Several studies summarized in this review did not control for variations in measurement method and interindividual variation—for example, this review assumed that all biomarker tests used in individual studies performed at the same level of analytical quality. The impact of these differences on the outcome of this review is not known.

Future research needs

There was sufficient evidence to make recommendations for 2 risk biomarkers based on the moderate strength of evidence. However, more research is needed to strengthen the evidence rating and also to make recommendations for the other 2 biomarkers (e.g., apo A-I and non-HDL-C). Examination of the literature revealed several deficits that need to be highlighted as best practices for high-quality studies examining the added benefit of nontraditional lipid biomarkers to predicting CVD events. Several studies did not adjust for all the traditional risk factors and provided incomplete information about the demographics of the population. Model descriptions varied, and in some cases, it was difficult to understand the model selection criteria, model specifications, and what factors were included in the model. Several studies lacked sufficient raw data eliminating the ability to replicate findings. Finally, many studies used different analytical methods to calculate the effectiveness of evaluated practices; thus, we were not able to combine the result from those studies to perform metaanalysis to produce an overall grand mean of effectiveness. It is desirable for future studies to use common standardized analytical methods.

The aim of this study was to assess the additive benefits obtained by adding the lipid biomarkers to a panel of traditional risk factors. Thus, the potential benefits of replacing the traditional risk factors with the new biomarkers, especially in patients with conditions known to have highly altered lipid particle profiles, was not assessed and requires further investigation.

Supplementary Material

Supplemental Data- Appendix D
Supplemetal Data- Appendices A-C

IMPACT STATEMENT.

The findings from this study are beneficial for the population at risk of developing adverse cardiovascular events, including men (>35 years), women (>45 years), and younger adults (≥20 years) with multiple cardiovascular risk factors for cardiovascular disease (CVD). Existing guidelines mainly used traditional lipid levels and other risk factors—namely total cholesterol, LDL, HDL, triglycerides, high blood pressure, smoking, diabetes, age, and sex—as risk factor scores for CVD risk prediction. This study evaluated the incremental utility of nontraditional lipid biomarkers (e.g., apo B, apo A-I, and non-HDL-C) in improving CVD risk prediction to a conventional model of traditional risk factors.

Acknowledgments

This work was funded by the CDC under contract number SP0700-00-D-3180, Delivery Order 0723, “Laboratory Medicine Preparedness: Best Practices.” Names and affiliations of LMBP Workgroup can be found at http://wwwn.cdc.gov/futurelabmedicine/default.aspx.
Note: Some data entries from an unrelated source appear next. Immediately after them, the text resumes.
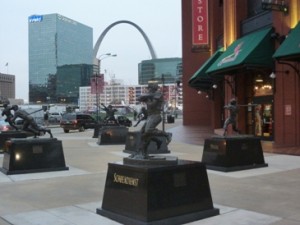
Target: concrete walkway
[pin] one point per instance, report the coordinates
(263, 196)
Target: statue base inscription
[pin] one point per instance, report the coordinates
(112, 135)
(233, 153)
(30, 155)
(157, 194)
(133, 142)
The authors recognize Melissa Gustafson (Battelle Librarian), LMBP CVD Biomarkers Expert Panel, LMBP Workgroup members, and Joanna Taliano, Reference Librarian (CDC).

Footnotes

8

Nonstandard abbreviations: CVD, cardiovascular disease; TC, total cholesterol; LDL-C, LDL cholesterol; HDL-C, HDL cholesterol; TG, triglycerides; apo, apolipoprotein; LMBP, Laboratory Medicine Best Practices; ATP, Adult Treatment Panel.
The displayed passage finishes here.